You know on The Truman Show, that movie with Jim Carrey where he discovers his world isn’t the whole world after all? I’m walking through the main street of Salvation village experiencing one of those moments. Otter Lodge feels as if it’s floating in a bubble at one end of the island, detached and unaware of the village barely an hour’s walk away. There are a handful of shops, a bakery, a butcher, even a vet surgery. The buildings are built from the same weather-beaten grey stone as Otter Lodge, curls of smoke from chimneys, low, sturdy places made to withstand the tempers of even the fiercest storm. Should I go and buy a loaf, introduce myself? A few splats of rain land on my face as I stand and ruminate. Honestly, this island must be the wettest place on the bloody planet, it rains every five minutes. Glancing up now, the sky is black as a bag. I think of the basket full of umbrellas back at the lodge and wish I’d had the forethought to bring one with me. Island woman fail.
There’s a long, hunkered-in building on my left with SLáNú VILLAGE HALL etched into the stone lintel over its faded yellow wooden doors. One stands slightly ajar, a few notices on the board fixed to the wall beside it. Yoga classes on Friday mornings, coffee and craft on Wednesdays, knitting circle every Monday. Someone in the Truman control room turns the rain dial up and it’s enough to push me through the daffodil-yellow doors in search of shelter.
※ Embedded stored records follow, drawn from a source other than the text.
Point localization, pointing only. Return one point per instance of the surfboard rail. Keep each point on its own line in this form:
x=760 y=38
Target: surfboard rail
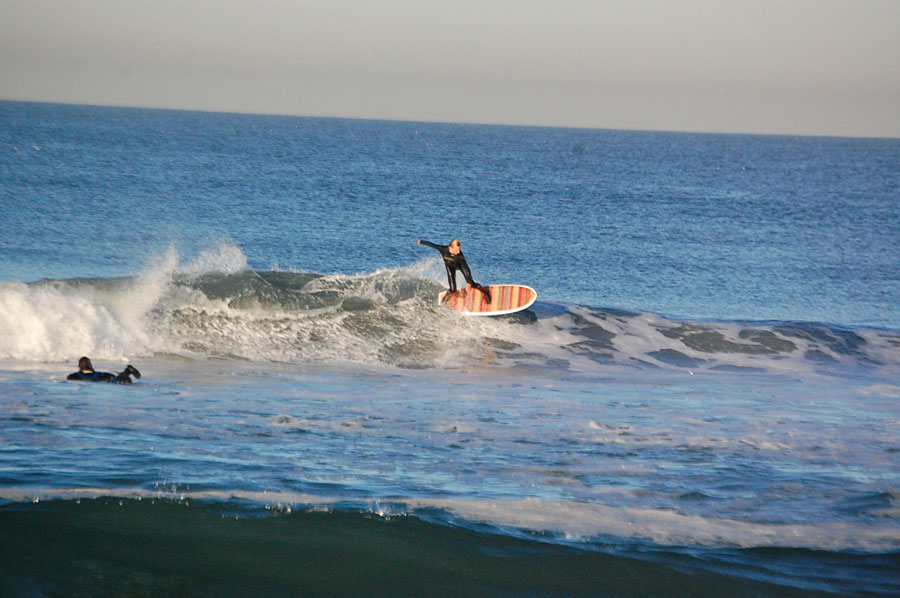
x=505 y=299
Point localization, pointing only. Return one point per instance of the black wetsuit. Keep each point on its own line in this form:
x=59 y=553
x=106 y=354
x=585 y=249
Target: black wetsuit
x=121 y=378
x=453 y=263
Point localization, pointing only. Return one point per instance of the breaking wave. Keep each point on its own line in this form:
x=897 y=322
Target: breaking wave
x=218 y=307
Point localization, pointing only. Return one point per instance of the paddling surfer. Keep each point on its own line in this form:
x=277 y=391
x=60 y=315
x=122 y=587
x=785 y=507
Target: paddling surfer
x=86 y=372
x=454 y=261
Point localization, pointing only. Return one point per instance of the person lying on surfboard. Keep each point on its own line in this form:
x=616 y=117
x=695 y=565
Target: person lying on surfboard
x=454 y=260
x=86 y=372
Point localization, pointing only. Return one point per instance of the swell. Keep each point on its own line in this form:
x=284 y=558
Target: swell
x=390 y=317
x=115 y=546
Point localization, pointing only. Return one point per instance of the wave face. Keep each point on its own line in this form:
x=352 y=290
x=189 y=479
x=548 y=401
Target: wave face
x=112 y=546
x=389 y=317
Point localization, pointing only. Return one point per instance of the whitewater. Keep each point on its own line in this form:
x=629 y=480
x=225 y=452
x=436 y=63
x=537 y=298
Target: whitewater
x=703 y=401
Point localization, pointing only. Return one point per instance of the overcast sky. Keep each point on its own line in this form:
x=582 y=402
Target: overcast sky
x=821 y=67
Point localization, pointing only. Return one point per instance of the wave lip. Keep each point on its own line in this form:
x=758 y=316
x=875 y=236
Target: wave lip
x=579 y=522
x=218 y=307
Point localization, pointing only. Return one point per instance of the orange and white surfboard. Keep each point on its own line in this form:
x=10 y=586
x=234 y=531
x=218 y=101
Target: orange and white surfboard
x=505 y=299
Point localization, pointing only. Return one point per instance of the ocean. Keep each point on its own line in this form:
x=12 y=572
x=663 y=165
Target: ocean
x=703 y=401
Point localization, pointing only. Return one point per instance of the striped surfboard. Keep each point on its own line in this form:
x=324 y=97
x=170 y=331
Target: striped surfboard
x=505 y=299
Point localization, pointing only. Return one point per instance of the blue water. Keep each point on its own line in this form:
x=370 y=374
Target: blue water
x=703 y=401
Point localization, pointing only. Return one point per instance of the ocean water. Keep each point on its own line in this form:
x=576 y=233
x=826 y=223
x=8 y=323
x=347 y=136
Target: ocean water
x=704 y=401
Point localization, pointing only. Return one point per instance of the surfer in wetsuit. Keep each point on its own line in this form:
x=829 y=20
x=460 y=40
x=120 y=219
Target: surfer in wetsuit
x=86 y=372
x=454 y=260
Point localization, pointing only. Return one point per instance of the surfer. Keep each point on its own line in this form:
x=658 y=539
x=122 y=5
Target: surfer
x=454 y=260
x=86 y=372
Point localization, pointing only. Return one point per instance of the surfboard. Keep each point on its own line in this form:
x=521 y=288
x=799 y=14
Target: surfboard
x=505 y=299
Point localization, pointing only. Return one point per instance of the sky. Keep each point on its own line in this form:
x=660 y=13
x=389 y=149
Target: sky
x=806 y=67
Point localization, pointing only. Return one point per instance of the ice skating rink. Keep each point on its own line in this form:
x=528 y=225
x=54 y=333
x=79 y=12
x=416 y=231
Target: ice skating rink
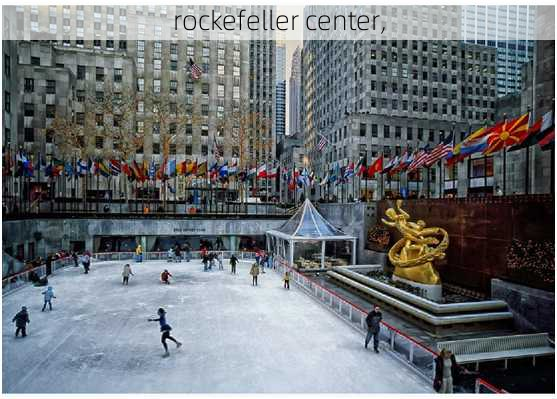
x=236 y=338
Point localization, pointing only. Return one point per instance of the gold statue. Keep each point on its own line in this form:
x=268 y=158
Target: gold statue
x=413 y=254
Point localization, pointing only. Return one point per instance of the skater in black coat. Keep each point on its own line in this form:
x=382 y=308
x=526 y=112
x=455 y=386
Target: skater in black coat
x=373 y=321
x=21 y=319
x=165 y=329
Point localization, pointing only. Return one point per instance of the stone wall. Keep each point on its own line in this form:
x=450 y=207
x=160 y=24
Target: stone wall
x=481 y=231
x=533 y=309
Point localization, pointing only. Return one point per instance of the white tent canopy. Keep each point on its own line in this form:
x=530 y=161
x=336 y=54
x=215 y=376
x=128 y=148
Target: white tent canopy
x=307 y=225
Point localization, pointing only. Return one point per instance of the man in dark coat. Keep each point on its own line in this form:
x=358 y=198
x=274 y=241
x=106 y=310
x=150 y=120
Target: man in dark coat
x=233 y=263
x=21 y=319
x=373 y=321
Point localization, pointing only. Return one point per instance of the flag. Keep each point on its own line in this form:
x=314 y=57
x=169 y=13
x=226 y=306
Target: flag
x=533 y=131
x=223 y=170
x=202 y=169
x=349 y=171
x=262 y=172
x=126 y=170
x=82 y=167
x=325 y=180
x=152 y=170
x=104 y=170
x=361 y=166
x=232 y=170
x=441 y=150
x=375 y=167
x=506 y=134
x=115 y=167
x=322 y=143
x=195 y=70
x=171 y=168
x=419 y=159
x=390 y=165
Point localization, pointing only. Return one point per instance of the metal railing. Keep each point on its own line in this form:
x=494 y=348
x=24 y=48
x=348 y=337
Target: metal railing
x=483 y=386
x=416 y=354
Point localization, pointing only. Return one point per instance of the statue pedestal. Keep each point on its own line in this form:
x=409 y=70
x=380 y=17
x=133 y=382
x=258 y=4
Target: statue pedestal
x=431 y=291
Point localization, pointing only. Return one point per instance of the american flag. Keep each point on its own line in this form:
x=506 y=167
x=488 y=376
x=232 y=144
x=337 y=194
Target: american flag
x=419 y=159
x=440 y=151
x=322 y=143
x=195 y=70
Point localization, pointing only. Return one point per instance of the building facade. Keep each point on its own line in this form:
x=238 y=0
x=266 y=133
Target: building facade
x=507 y=28
x=294 y=100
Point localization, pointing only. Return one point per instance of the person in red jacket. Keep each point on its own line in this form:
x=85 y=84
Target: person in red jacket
x=165 y=277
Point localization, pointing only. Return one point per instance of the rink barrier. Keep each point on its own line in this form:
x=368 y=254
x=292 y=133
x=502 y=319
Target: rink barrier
x=20 y=279
x=406 y=348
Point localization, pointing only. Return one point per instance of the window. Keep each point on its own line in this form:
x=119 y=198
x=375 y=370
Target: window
x=50 y=87
x=51 y=111
x=29 y=85
x=28 y=109
x=99 y=74
x=81 y=72
x=363 y=129
x=29 y=133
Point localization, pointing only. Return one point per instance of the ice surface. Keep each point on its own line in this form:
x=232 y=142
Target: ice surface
x=237 y=338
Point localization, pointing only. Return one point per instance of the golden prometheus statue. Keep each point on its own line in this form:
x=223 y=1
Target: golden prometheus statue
x=413 y=254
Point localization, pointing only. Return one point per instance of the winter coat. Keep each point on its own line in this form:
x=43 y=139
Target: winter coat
x=373 y=321
x=48 y=294
x=455 y=372
x=127 y=271
x=21 y=319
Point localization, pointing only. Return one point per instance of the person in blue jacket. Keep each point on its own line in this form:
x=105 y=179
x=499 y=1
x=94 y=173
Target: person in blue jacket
x=48 y=295
x=165 y=329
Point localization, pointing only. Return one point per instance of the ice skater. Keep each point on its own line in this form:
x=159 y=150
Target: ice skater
x=86 y=260
x=48 y=295
x=373 y=321
x=165 y=277
x=233 y=263
x=165 y=329
x=286 y=279
x=21 y=319
x=254 y=271
x=126 y=274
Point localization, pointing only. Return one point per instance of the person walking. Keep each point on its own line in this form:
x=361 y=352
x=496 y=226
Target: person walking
x=75 y=259
x=48 y=295
x=373 y=321
x=233 y=263
x=178 y=253
x=165 y=329
x=287 y=279
x=126 y=274
x=139 y=254
x=254 y=271
x=21 y=319
x=165 y=277
x=86 y=260
x=447 y=372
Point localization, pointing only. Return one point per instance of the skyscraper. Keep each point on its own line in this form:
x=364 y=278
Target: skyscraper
x=509 y=29
x=295 y=94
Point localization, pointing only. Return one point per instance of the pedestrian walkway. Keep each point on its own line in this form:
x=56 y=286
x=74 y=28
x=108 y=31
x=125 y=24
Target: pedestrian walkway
x=237 y=338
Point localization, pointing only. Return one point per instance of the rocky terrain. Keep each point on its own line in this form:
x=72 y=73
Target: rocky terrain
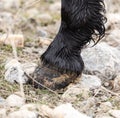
x=31 y=26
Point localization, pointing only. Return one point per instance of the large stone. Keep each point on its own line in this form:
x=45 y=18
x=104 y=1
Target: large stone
x=90 y=81
x=102 y=60
x=23 y=114
x=75 y=92
x=15 y=100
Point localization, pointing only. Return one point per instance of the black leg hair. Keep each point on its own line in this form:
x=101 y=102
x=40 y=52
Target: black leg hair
x=81 y=21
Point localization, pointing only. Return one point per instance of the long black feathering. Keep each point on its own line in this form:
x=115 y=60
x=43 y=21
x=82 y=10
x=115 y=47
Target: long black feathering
x=81 y=21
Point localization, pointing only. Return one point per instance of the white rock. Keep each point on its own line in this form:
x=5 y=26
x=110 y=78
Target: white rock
x=3 y=113
x=2 y=102
x=31 y=13
x=14 y=72
x=67 y=111
x=114 y=38
x=15 y=100
x=23 y=114
x=90 y=81
x=113 y=21
x=45 y=18
x=31 y=107
x=115 y=113
x=102 y=60
x=17 y=39
x=10 y=4
x=74 y=92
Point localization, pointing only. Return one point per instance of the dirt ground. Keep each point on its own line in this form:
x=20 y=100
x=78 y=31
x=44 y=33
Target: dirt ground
x=38 y=21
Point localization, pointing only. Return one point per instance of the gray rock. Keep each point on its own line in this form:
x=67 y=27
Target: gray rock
x=90 y=81
x=9 y=4
x=75 y=92
x=67 y=111
x=55 y=7
x=23 y=114
x=3 y=113
x=44 y=18
x=15 y=100
x=115 y=113
x=114 y=38
x=41 y=32
x=2 y=102
x=14 y=72
x=102 y=60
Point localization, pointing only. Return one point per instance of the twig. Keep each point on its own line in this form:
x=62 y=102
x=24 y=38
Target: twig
x=41 y=84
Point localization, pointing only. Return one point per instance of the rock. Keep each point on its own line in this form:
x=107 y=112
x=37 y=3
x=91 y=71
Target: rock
x=23 y=114
x=103 y=116
x=114 y=38
x=2 y=102
x=16 y=39
x=44 y=41
x=55 y=7
x=41 y=32
x=15 y=100
x=75 y=92
x=3 y=113
x=117 y=83
x=4 y=16
x=31 y=13
x=14 y=72
x=44 y=18
x=30 y=107
x=113 y=21
x=105 y=107
x=102 y=60
x=113 y=6
x=67 y=111
x=10 y=4
x=29 y=67
x=115 y=113
x=90 y=81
Several pairs of eyes swivel towards me as I stand there dripping rainwater. I’d expected a deserted village hall, the kind with a bouncy wooden floor worn by skidding kids’ knees, old red-velvet floor-to-ceiling curtains with dust creases because they’re never closed, stacks of chairs dragged around the edges. I was a long way off the mark. Floral wall lights cast a welcome glow across the boarded wood ceiling. It isn’t overly big, and in place of piled-up plastic chairs there’s a loose circle of mismatched armchairs: rosy chintz, buttercup-yellow cotton, faded blue linen. There’s a sofa too and a huge low coffee table covered in knitting paraphernalia. A jug of tall knitting needles, various yarns, patterns and scraps of material. The room smells of coffee and it’s toast warm, making me realize how cold I am. I take in all these details in an abstract way as I blink rainwater from my lashes and pull my red bobble hat off.
‘Umm … hello.’ I aim for confident and end up half shouting. ‘Hello,’ I say again, a little quieter to show I understand the concept of inside voices.
‘Cleo, hi! Come in!’
Brianne bounces up out of an armchair and across to me, and I smile, relieved to see a familiar face.
‘It was raining and I …’ I glance back towards the exit.
She takes my damp hat from my hands. ‘I’ll put it on the radiator to dry,’ she says. ‘Here, give me your coat too.’
I do as I’m told, glad not to be thrown back out in the rain.
‘Ladies, we have a visitor.’ Brianne draws me across the room towards a group of women like I’m a prize specimen. ‘This is Cleo – remember I told you she’s staying down at Otter?’
A slight woman with jet-black Jackie Kennedy hair looks up from her knitting. ‘The honeymooner?’
Brianne steers me into an empty corner of the sofa, before dropping back into her own armchair alongside me. ‘No, Dolores, the non-honeymooner, remember?’ she says. ‘The mix-up we talked about at the lodge?’
Dolores is mid-sixties, and I’d say from the look in her eye she remembers perfectly well about the mix-up. The gold buttons on her tweed Chanel-style jacket gleam like a soldier’s coat when she fixes her gaze on me.
‘Let me introduce you round,’ Brianne says. ‘This is Erin.’ The woman to Brianne’s other side smiles at me and reaches across to squeeze my knee. Her pale-blue eyes are welcoming, the smatter of freckles across her nose reassuringly similar to my eldest sister’s.
‘I’m Doctor Lowry’s wife,’ she says, ‘so you know whose door to knock if you need anything medical.’
The small, elderly woman beside Erin clears her throat. ‘And I’m Carmen, officially the oldest resident on Slánú.’
I notice Dolores’s slight nostril flare; whether it’s because Carmen always trots out the same line or because she disputes it, I don’t know. No one else missed it either.
‘Ailsa.’ The next woman in the circle raises her mug in my direction. I’d say she’s late-fifties or so and her tie-dye top and blue-tipped hair lends her a festival vibe. ‘I met that man you’re not married to a few days back. If I wasn’t a lesbian I’d take him off your hands, let me tell you that for nothing. A fine piece of arse and the kind of face that could get you into all kinds of trouble.’